Let’s also examine hedge fund activity in other stocks – not necessarily in the same industry as The Gap Inc. (NYSE:GPS) but similarly valued. We will take a look at SolarWinds Corporation (NYSE:SWI), Gentex Corporation (NASDAQ:GNTX), Gerdau SA (NYSE:GGB), Commerce Bancshares, Inc. (NASDAQ:CBSH), Perrigo Co Plc (NYSE:PRGO), CubeSmart (NYSE:CUBE), and American Airlines Group Inc (NASDAQ:AAL). This group of stocks’ market valuations are closest to GPS’s market valuation.

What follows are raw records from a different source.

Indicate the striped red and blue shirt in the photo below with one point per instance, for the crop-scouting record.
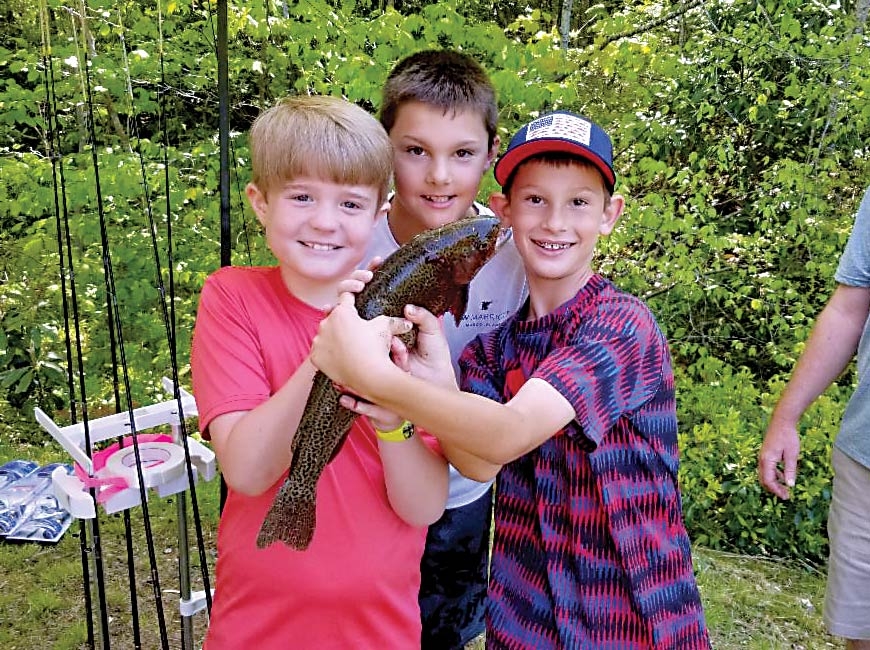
(590, 549)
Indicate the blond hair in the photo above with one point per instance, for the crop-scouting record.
(321, 137)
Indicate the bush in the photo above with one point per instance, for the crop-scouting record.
(723, 417)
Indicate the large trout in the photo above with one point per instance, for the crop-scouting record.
(432, 270)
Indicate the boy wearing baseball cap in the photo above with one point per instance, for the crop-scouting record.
(573, 406)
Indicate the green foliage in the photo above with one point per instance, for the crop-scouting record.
(722, 415)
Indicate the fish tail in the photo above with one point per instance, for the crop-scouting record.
(289, 520)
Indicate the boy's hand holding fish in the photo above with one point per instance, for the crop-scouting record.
(354, 352)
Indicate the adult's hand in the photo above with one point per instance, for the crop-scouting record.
(777, 459)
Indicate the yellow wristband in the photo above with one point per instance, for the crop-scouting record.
(399, 434)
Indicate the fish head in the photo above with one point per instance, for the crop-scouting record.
(464, 246)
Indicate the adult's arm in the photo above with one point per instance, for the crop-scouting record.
(831, 346)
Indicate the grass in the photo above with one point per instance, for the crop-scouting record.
(750, 602)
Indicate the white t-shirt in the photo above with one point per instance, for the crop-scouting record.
(497, 291)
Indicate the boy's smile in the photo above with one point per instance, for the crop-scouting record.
(440, 158)
(557, 212)
(317, 230)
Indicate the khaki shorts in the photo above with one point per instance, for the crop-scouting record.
(847, 597)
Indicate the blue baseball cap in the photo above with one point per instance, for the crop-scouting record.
(559, 132)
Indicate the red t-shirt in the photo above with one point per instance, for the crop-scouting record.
(356, 585)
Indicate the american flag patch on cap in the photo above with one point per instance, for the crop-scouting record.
(561, 125)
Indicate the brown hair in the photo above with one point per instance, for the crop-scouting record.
(446, 79)
(320, 136)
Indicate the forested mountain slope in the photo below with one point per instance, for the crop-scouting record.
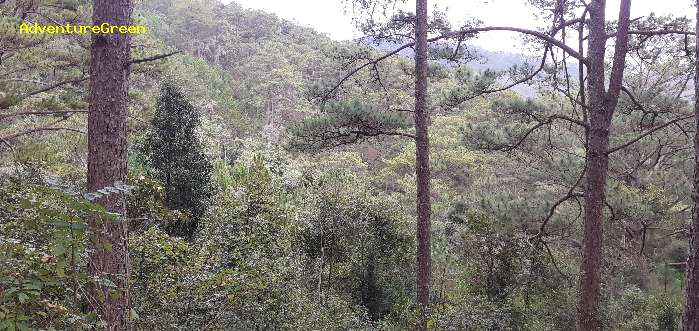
(268, 197)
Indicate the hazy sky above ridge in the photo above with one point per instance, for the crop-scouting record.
(327, 16)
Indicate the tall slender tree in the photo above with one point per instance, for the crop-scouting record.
(601, 105)
(422, 167)
(690, 317)
(107, 119)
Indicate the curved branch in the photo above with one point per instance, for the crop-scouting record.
(647, 133)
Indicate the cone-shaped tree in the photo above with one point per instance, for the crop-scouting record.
(177, 157)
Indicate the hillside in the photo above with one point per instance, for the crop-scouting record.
(236, 171)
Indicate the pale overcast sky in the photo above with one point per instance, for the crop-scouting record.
(327, 16)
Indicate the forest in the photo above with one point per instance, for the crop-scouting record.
(232, 170)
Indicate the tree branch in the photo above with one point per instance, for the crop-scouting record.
(647, 133)
(154, 58)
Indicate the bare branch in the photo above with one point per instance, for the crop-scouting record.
(154, 58)
(647, 133)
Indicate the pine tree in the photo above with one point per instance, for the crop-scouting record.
(177, 157)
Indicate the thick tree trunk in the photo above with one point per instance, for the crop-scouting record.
(422, 167)
(109, 73)
(600, 107)
(690, 317)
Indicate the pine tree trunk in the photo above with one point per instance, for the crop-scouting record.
(109, 73)
(690, 317)
(600, 107)
(422, 167)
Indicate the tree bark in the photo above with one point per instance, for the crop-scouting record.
(422, 167)
(107, 119)
(690, 317)
(600, 107)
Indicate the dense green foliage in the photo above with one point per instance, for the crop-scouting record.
(175, 153)
(245, 218)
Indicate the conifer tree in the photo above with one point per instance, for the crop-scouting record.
(177, 157)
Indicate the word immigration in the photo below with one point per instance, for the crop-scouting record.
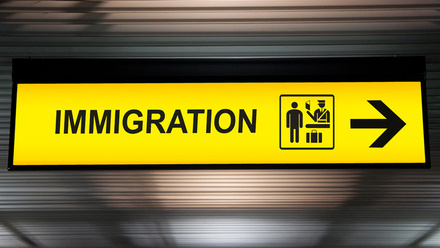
(134, 121)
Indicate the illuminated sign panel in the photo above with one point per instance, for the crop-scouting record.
(246, 124)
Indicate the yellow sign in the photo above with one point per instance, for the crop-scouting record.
(218, 123)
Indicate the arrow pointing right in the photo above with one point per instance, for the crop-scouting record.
(392, 123)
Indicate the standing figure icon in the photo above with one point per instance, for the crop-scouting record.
(307, 121)
(294, 122)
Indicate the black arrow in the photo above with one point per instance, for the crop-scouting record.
(392, 123)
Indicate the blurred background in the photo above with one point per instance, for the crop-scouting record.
(220, 208)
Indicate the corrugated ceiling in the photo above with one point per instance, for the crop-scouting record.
(271, 208)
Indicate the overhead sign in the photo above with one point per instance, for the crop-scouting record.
(219, 123)
(219, 113)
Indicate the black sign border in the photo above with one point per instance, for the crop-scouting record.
(200, 70)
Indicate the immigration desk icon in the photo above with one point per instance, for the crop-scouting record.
(307, 121)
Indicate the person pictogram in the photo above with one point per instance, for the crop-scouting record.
(321, 115)
(294, 122)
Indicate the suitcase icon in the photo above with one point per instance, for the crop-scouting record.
(314, 137)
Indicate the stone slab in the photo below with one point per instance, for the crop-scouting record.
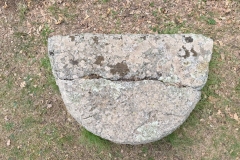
(130, 89)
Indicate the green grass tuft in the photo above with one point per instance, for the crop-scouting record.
(175, 140)
(211, 21)
(151, 4)
(22, 10)
(238, 87)
(45, 32)
(9, 126)
(91, 140)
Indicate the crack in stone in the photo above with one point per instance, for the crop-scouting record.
(133, 79)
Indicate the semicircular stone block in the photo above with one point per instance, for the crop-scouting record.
(130, 89)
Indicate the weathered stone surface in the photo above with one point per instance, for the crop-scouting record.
(130, 89)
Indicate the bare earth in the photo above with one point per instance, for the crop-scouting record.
(34, 121)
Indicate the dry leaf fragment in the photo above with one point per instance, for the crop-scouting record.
(8, 142)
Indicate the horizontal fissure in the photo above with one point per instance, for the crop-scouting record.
(133, 79)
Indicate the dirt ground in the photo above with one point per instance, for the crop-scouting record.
(34, 121)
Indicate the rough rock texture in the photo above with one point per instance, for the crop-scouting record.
(130, 89)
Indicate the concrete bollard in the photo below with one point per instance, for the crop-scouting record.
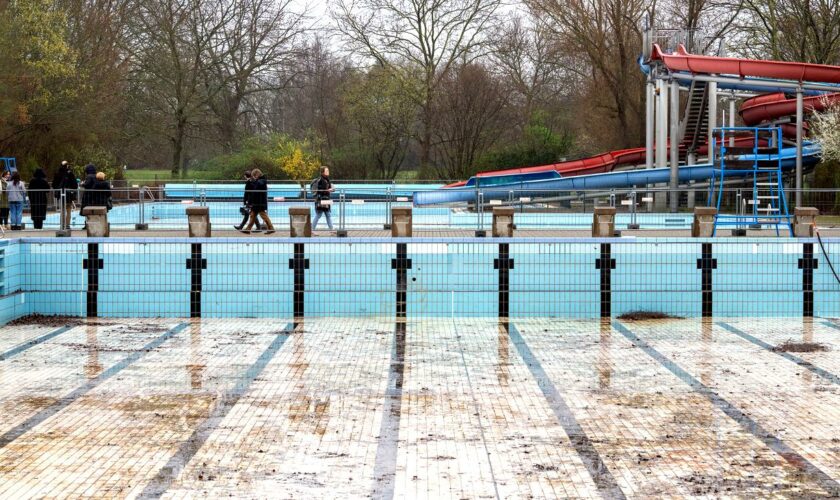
(704, 222)
(401, 222)
(804, 220)
(603, 222)
(198, 220)
(300, 222)
(97, 222)
(503, 222)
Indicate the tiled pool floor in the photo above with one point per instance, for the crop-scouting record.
(433, 408)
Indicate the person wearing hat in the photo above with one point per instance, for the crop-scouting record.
(246, 208)
(17, 195)
(38, 192)
(258, 198)
(65, 181)
(89, 197)
(4, 199)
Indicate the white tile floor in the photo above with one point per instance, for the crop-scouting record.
(469, 409)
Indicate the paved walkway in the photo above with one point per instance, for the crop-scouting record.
(440, 233)
(353, 408)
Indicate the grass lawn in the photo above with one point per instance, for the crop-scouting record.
(143, 175)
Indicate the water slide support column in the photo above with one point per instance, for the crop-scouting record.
(799, 112)
(732, 119)
(675, 146)
(712, 114)
(650, 123)
(661, 136)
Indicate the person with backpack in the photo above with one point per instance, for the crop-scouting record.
(321, 189)
(17, 195)
(258, 199)
(4, 199)
(65, 181)
(245, 209)
(39, 190)
(88, 197)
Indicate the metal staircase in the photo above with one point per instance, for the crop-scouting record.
(763, 163)
(695, 126)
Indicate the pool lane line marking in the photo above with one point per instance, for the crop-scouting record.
(30, 423)
(748, 424)
(477, 410)
(385, 464)
(190, 447)
(831, 324)
(788, 356)
(34, 342)
(598, 471)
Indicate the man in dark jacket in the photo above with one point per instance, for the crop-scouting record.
(101, 192)
(38, 192)
(65, 181)
(257, 195)
(88, 185)
(322, 198)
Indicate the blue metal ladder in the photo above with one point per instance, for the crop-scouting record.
(763, 162)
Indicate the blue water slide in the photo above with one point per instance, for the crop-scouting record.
(611, 180)
(234, 191)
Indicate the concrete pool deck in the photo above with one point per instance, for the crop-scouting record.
(829, 232)
(354, 408)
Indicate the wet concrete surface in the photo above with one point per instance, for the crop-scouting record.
(471, 408)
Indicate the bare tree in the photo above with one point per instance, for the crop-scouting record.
(706, 21)
(420, 39)
(251, 54)
(382, 108)
(529, 59)
(794, 30)
(605, 36)
(168, 42)
(469, 104)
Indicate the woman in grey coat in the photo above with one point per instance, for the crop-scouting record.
(17, 195)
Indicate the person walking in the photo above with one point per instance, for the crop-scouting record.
(17, 195)
(65, 181)
(101, 192)
(4, 199)
(90, 181)
(245, 209)
(38, 191)
(258, 189)
(322, 198)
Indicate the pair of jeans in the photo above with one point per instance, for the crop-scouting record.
(318, 214)
(16, 210)
(264, 216)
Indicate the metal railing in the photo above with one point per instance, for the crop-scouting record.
(370, 209)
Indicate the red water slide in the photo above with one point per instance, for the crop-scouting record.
(753, 111)
(770, 106)
(800, 72)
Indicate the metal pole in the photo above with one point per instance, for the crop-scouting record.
(480, 232)
(675, 147)
(799, 112)
(387, 208)
(661, 124)
(650, 121)
(732, 120)
(661, 138)
(342, 230)
(712, 88)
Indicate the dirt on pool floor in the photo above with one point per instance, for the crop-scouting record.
(790, 346)
(646, 316)
(56, 321)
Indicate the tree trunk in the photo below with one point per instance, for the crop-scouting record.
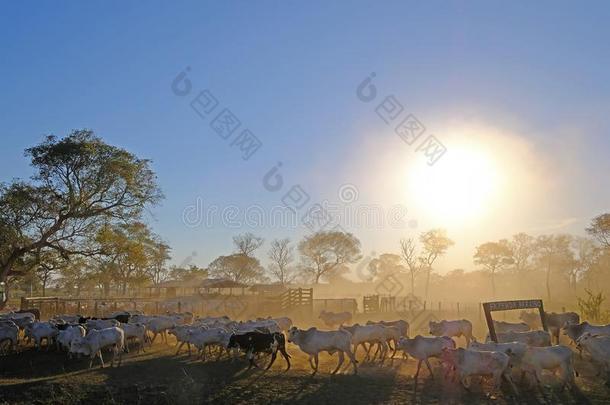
(413, 284)
(548, 282)
(428, 281)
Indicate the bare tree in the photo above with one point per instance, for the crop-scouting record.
(493, 256)
(435, 244)
(600, 229)
(325, 252)
(553, 252)
(237, 267)
(587, 254)
(523, 248)
(281, 255)
(247, 243)
(415, 263)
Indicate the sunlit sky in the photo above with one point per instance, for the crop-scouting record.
(519, 94)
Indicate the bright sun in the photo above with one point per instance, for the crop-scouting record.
(462, 186)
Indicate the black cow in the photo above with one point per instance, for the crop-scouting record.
(256, 342)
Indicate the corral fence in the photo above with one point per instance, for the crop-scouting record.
(296, 302)
(335, 305)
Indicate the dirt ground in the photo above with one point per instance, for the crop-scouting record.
(159, 377)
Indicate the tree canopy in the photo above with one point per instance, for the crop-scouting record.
(79, 183)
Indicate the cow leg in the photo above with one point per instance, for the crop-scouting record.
(273, 356)
(509, 378)
(250, 355)
(286, 357)
(311, 362)
(384, 351)
(417, 372)
(179, 347)
(341, 360)
(429, 368)
(352, 358)
(114, 350)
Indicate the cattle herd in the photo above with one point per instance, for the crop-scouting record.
(521, 349)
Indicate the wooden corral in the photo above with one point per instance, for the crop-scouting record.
(298, 301)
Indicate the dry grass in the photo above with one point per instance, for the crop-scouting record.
(159, 377)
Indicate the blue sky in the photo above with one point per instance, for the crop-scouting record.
(289, 71)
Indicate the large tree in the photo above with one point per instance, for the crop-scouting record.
(281, 255)
(247, 243)
(79, 183)
(324, 252)
(493, 256)
(385, 265)
(435, 244)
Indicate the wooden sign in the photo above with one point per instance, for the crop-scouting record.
(490, 307)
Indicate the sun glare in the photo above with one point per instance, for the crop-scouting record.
(463, 186)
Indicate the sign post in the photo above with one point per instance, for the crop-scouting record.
(490, 307)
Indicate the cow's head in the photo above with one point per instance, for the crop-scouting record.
(292, 333)
(574, 331)
(233, 342)
(79, 346)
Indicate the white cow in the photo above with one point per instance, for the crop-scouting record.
(468, 363)
(202, 338)
(575, 331)
(599, 349)
(456, 328)
(371, 334)
(21, 319)
(403, 326)
(503, 327)
(39, 331)
(92, 344)
(516, 349)
(66, 318)
(135, 331)
(66, 336)
(333, 320)
(551, 358)
(97, 324)
(284, 323)
(422, 348)
(314, 341)
(160, 325)
(538, 338)
(181, 333)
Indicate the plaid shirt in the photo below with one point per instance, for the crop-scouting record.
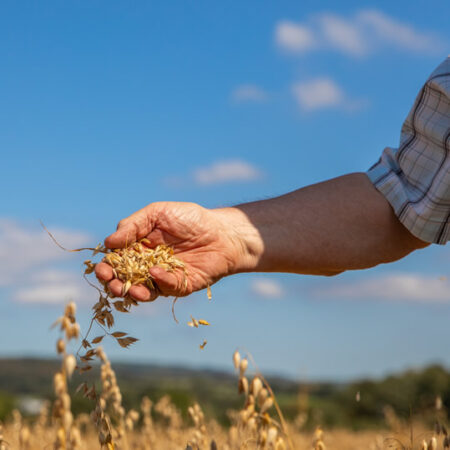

Ticker | No of HFs with positions | Total Value of HF Positions (x1000) | Change in HF Position |
---|---|---|---|
SWI | 15 | 2718441 | -4 |
GNTX | 40 | 603326 | 2 |
GGB | 11 | 134303 | 1 |
CBSH | 15 | 50769 | -1 |
PRGO | 29 | 370821 | -4 |
CUBE | 18 | 229025 | -6 |
AAL | 37 | 208177 | -10 |
Average | 23.6 | 616409 | -3.1 |
View table here if you experience formatting issues.
As you can see these stocks had an average of 23.6 hedge funds with bullish positions and the average amount invested in these stocks was $616 million. That figure was $635 million in GPS’s case. Gentex Corporation (NASDAQ:GNTX) is the most popular stock in this table. On the other hand Gerdau SA (NYSE:GGB) is the least popular one with only 11 bullish hedge fund positions. The Gap Inc. (NYSE:GPS) is not the most popular stock in this group but hedge fund interest is still above average. Our overall hedge fund sentiment score for GPS is 71. Stocks with higher number of hedge fund positions relative to other stocks as well as relative to their historical range receive a higher sentiment score. Our calculations showed that top 20 most popular stocks among hedge funds returned 41.3% in 2019 and outperformed the S&P 500 ETF (SPY) by 10 percentage points. These stocks gained 33.3% in 2020 through December 18th and still beat the market by 16.4 percentage points. Hedge funds were also right about betting on GPS as the stock returned 18.7% since the end of Q3 (through 12/18) and outperformed the market. Hedge funds were rewarded for their relative bullishness.